A duality theoretic view on limits of finite structures: Extended version

TL;DR

This paper develops a duality theoretic framework for structural limits of finite models, linking logic, measure theory, and model theory to deepen understanding of limits and their logical foundations.

Contribution

It introduces a finer measure space via Stone-Priestley duality and probabilistic operators, providing a complete calculus and connecting logical types with structural limits.

Findings

Identifies the logical core of the theory of structural limits.

Shows that the duality-based measure captures quantifier addition.

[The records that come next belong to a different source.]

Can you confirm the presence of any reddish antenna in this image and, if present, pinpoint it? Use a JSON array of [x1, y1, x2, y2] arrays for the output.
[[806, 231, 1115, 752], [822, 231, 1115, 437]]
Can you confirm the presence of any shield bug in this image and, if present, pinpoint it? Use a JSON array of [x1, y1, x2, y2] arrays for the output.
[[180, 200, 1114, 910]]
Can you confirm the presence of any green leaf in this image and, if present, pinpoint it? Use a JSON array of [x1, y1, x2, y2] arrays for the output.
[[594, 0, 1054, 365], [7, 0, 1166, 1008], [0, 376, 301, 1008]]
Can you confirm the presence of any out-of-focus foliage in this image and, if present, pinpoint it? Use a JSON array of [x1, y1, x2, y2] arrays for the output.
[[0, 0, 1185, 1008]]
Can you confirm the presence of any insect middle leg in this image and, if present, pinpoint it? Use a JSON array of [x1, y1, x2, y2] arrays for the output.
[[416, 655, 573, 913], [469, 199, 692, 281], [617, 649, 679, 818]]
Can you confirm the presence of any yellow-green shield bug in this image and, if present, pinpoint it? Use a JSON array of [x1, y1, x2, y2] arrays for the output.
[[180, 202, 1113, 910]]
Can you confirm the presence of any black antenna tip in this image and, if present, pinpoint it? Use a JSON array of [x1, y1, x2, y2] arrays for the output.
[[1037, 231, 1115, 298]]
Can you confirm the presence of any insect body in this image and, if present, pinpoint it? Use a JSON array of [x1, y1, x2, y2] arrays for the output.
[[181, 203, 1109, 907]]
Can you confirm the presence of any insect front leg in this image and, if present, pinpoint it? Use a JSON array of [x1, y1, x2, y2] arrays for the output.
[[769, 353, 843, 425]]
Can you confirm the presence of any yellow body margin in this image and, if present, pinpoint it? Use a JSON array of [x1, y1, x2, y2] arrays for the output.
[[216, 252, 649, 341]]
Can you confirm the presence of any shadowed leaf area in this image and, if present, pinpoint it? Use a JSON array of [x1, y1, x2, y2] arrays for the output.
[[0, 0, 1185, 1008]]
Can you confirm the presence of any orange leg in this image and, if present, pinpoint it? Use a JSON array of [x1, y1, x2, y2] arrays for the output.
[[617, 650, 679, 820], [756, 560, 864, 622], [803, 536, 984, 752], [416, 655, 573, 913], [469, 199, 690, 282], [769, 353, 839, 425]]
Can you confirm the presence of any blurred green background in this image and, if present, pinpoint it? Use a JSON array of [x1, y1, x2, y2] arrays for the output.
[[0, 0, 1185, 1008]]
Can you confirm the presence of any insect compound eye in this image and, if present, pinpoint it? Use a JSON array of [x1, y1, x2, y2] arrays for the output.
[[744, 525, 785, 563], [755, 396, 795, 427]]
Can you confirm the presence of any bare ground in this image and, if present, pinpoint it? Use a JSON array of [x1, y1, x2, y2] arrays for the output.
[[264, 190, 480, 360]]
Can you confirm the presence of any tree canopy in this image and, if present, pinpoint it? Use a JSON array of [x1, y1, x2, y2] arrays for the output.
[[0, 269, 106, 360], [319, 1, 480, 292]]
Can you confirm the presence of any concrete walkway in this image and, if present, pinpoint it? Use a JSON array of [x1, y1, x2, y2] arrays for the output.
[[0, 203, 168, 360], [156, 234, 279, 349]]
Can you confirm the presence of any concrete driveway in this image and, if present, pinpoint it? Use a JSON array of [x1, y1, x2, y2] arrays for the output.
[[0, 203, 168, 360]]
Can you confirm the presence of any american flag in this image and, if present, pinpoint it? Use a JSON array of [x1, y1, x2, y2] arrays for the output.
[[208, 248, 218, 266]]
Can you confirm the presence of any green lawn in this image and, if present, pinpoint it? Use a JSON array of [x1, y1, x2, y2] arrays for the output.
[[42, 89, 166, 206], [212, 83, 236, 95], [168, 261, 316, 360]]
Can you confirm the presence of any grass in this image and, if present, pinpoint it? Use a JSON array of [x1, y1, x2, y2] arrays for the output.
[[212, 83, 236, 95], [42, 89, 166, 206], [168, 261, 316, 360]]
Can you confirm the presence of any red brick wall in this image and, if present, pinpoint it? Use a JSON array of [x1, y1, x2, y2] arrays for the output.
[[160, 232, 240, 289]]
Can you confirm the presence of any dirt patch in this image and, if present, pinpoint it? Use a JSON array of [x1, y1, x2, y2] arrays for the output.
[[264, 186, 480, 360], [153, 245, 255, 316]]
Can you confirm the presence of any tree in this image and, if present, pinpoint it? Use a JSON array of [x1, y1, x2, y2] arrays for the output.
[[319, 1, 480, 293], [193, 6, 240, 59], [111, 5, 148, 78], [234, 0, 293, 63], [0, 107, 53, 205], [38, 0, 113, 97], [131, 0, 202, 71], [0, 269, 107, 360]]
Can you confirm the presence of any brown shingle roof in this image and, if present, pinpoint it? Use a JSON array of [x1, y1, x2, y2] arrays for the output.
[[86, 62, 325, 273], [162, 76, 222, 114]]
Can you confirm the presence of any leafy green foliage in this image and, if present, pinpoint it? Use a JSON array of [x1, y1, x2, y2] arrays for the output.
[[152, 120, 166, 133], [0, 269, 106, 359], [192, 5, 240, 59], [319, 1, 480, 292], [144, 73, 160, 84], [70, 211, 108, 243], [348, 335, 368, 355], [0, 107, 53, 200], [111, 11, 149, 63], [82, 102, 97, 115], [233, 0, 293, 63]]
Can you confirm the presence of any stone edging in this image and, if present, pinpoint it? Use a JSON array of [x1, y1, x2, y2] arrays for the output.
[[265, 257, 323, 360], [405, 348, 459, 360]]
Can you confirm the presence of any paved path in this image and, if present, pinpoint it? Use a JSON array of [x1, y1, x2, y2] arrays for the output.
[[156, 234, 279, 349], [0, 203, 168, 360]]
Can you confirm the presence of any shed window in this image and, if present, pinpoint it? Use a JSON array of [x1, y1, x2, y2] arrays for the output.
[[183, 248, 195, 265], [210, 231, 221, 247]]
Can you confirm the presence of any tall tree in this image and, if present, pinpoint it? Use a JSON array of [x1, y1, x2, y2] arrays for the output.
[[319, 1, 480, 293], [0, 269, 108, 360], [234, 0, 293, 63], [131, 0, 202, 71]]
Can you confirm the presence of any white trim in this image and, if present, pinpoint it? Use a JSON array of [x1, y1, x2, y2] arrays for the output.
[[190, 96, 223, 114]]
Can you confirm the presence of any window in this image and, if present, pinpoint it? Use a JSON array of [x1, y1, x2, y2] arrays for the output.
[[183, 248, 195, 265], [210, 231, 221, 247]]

Bridges semantics-focused and complexity-focused logic in computer science.

Abstract

A systematic theory of structural limits for finite models has been developed by Nesetril and Ossona de Mendez. It is based on the insight that the collection of finite structures can be embedded, via a map they call the Stone pairing, in a space of measures, where the desired limits can be computed. We show that a closely related but finer grained space of (finitely additive) measures arises -- via Stone-Priestley duality and the notion of types from model theory -- by enriching the expressive power of first-order logic with certain "probabilistic operators". We provide a sound and complete calculus for this extended logic and expose the functorial nature of this construction. The consequences are two-fold. On the one hand, we identify the logical gist of the theory of structural limits. On the other hand, our construction shows that the duality theoretic variant of the Stone pairing captures the adding of a layer of quantifiers, thus making a strong link to recent work on semiring quantifiers in logic on words. In the process, we identify the model theoretic notion of types as the unifying concept behind this link. These results contribute to bridging the strands of logic in computer science which focus on semantics and on more algorithmic and complexity related areas, respectively.